Только один конец провода из двенадцати я в свое время залил не пыльцой, а собой. Я поднял правую руку и поискал этот конец там, где ему и полагалось быть, — не в земле. В себе.
Он нашелся сразу, как находится заноза, о которой ты весь день помнил. Я потянул, и он потянулся, а вместе с ним по нему в меня пошло обратное: холод в кисть, в локоть, в плечо, и то самое, что уже трогало меня недавно, снова поднялось и посмотрело. В прошлый раз меня читали как адрес на конверте. Теперь читали внимательнее и с уважением, как приказчик читает бумагу от очень богатого дома.
— Иди в щель.
И Двенадцатый пошел. Он шел не в лоб и не по прямой. Под его обмороженными сапогами жижа схватывалась хрупкой белой коркой, и по этой корке он и шел, наискось, как ходят по льду люди, которым не впервой. За ним оставалась белая полоса, единственная светлая вещь на все дно Ямы, и по ней я его и провожал глазами до самого конца.
Пока он шел, я взялся за свою сеть. В ней было девяносто четыре нити, а из них шестьдесят восемь вели к обычной пехоте, ослепшей, оглохшей и уже никуда не годной. Держать их и одновременно лить в цель то, что я собирался, — на это меня не хватало. Я это знал точно, без прикидок, потому что за девять лет практики выучил свою емкость лучше, чем свое лицо.
Я срезал шестьдесят восемь. Не по одной, а разом, как перерезают шнур на тюке: захват, поворот кисти, отпустил. В голове стало тихо и просторно, и в этой тишине шестьдесят восемь моих солдат остались стоять посреди бури, каждый в той позе, в какой его застало последнее мое слово. Слепая толпа без хозяина, дорогая, оплаченная, поднятая мной с курганов и притащенная сюда через целую прорву грязи.
Двадцать шесть нитей я оставил. Мешки. То самое, что я не так давно пометил у себя как единственную живую вещь на складе и на что садовник не нашел управы. Мясник, Синица, Ткач — четвертой, пятой и шестой.

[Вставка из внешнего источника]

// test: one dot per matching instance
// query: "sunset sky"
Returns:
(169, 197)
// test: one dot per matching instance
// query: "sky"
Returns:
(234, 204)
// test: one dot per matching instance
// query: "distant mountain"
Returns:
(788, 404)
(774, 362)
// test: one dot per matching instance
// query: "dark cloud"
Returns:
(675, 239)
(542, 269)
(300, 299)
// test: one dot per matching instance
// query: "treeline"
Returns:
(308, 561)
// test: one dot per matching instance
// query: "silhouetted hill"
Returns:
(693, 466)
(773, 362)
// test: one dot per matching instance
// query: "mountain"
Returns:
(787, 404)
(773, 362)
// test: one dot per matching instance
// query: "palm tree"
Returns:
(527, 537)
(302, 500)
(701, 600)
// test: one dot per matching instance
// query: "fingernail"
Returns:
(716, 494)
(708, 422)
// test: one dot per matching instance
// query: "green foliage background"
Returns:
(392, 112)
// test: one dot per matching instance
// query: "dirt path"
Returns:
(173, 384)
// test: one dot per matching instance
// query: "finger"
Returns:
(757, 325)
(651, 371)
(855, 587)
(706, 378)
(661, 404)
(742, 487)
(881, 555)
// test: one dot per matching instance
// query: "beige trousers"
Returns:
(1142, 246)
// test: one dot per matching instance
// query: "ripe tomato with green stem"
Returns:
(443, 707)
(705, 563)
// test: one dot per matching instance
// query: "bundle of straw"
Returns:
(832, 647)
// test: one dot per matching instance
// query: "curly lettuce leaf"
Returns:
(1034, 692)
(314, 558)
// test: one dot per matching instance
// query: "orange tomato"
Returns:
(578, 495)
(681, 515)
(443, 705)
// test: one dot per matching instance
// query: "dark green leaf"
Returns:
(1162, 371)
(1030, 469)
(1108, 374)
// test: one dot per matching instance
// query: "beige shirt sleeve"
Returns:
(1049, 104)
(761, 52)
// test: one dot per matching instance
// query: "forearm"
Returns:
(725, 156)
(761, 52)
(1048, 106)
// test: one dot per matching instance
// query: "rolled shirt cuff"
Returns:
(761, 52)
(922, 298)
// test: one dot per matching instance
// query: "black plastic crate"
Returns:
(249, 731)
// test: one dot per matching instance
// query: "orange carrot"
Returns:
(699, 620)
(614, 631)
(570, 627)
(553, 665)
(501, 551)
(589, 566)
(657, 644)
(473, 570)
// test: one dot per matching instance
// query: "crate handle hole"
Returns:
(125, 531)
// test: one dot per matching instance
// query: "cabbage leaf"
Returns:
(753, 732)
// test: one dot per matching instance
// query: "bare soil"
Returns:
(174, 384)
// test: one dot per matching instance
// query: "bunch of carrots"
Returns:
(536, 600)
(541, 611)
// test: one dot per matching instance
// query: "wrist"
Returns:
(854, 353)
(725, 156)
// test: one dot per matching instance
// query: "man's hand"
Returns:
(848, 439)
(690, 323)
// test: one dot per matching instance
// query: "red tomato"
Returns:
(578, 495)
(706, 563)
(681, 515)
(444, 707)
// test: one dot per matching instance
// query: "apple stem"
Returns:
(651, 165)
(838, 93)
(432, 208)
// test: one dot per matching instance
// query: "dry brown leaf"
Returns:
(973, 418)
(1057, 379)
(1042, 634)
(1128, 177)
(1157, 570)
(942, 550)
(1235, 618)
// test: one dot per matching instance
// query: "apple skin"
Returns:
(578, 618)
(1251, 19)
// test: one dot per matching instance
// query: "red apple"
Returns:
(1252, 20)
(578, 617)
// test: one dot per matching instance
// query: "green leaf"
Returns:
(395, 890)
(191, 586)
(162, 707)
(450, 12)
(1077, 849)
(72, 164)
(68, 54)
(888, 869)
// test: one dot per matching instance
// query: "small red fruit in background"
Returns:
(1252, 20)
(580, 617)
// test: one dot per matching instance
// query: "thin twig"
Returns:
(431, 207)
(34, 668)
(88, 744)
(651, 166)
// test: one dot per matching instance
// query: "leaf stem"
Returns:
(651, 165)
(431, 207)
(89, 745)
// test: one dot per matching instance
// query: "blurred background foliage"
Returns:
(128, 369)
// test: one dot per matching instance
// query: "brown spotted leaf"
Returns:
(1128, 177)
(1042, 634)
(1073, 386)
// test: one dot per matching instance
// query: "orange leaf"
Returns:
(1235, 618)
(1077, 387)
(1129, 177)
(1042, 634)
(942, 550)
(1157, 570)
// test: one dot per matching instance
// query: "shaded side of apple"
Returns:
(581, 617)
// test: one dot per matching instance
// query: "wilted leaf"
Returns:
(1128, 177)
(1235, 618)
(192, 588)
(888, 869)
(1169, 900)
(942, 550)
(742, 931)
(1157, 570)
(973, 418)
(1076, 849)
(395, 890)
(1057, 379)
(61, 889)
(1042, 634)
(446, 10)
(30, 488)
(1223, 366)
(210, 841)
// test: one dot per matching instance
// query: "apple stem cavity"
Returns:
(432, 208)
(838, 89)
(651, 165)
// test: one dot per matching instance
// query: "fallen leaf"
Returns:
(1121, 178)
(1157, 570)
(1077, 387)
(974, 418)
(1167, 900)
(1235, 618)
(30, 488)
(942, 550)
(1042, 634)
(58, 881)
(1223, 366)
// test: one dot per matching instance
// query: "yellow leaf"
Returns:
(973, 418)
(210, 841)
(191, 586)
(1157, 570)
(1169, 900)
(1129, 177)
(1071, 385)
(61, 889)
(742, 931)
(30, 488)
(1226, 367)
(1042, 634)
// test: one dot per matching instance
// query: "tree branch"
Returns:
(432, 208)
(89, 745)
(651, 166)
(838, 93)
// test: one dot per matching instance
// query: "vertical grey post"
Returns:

Двенадцатый дошел до плиты и вошел в щель по самые плечи. Я даже не успел прикинуть, хватит ли одного. Внутри бока вспыхнуло синим, и синее пошло наружу через щель веером, с тем сухим звенящим звуком, каким лопается на реке лед под собственным весом. Плита отошла еще на локоть и повисла на одном сухожилии. Из-под нее вывалилось наружу то, что до сих пор держалось внутри: гроздь пульсирующих желтых пузырей, каждый с бычью голову, в сетке белых жил, дымящаяся по краям от мороза.
Двенадцатого в щели больше не было. Ушел весь, до последней крупицы стужи, и на это ему не потребовалось ни второго слова, ни поправок. Гора над ним взвыла.
Я стоял в трехстах шагах, смотрел на открытый склад чужой силы и думал нелепое: что вот сейчас мне полагалось бы иметь при себе резерв. Резерва у меня не было. Я вычерпал его весь: на Звезду, на четверть часа держания шлюзов, на то, чтобы гнать девяносто четыре по слепому полю. В подсумке лежало двенадцать ядер, и в них лежала сила, и достать ее оттуда можно было за три часа работы на верстаке.
Некромант тратит чужую смерть. Это первое, что говорят в Гнилозубой Академии, и говорят справедливо: свою тратить нечем, своя у тебя одна и уйдет вся. Я разжал кулак и полез не в резерв.
Там, где у живых бьется горячее, у меня уже девять лет ничего не бьется, и я всегда считал это удобством: не мерзну, не потею, не боюсь так, чтобы дрожали руки. Оказалось, это не пустота. Оказалось, там лежит мое собственное, ровное, сухое, никем не считанное, и его можно взять, если очень надо и если ты не собираешься его возвращать.
Пальцы обнесло синеватым свечением. Не льдом — я знаю свой лед, я его делаю из чужой воды и чужого страха. Это шло изнутри, и пахло от него сухим склепом, истлевшим пергаментом и покоем, и по руке до плеча растекался тот покой, из которого не хочется выходить. Страх ушел. Вместе со страхом ушло из меня еще что-то, чего я в тот момент не опознал и не считал.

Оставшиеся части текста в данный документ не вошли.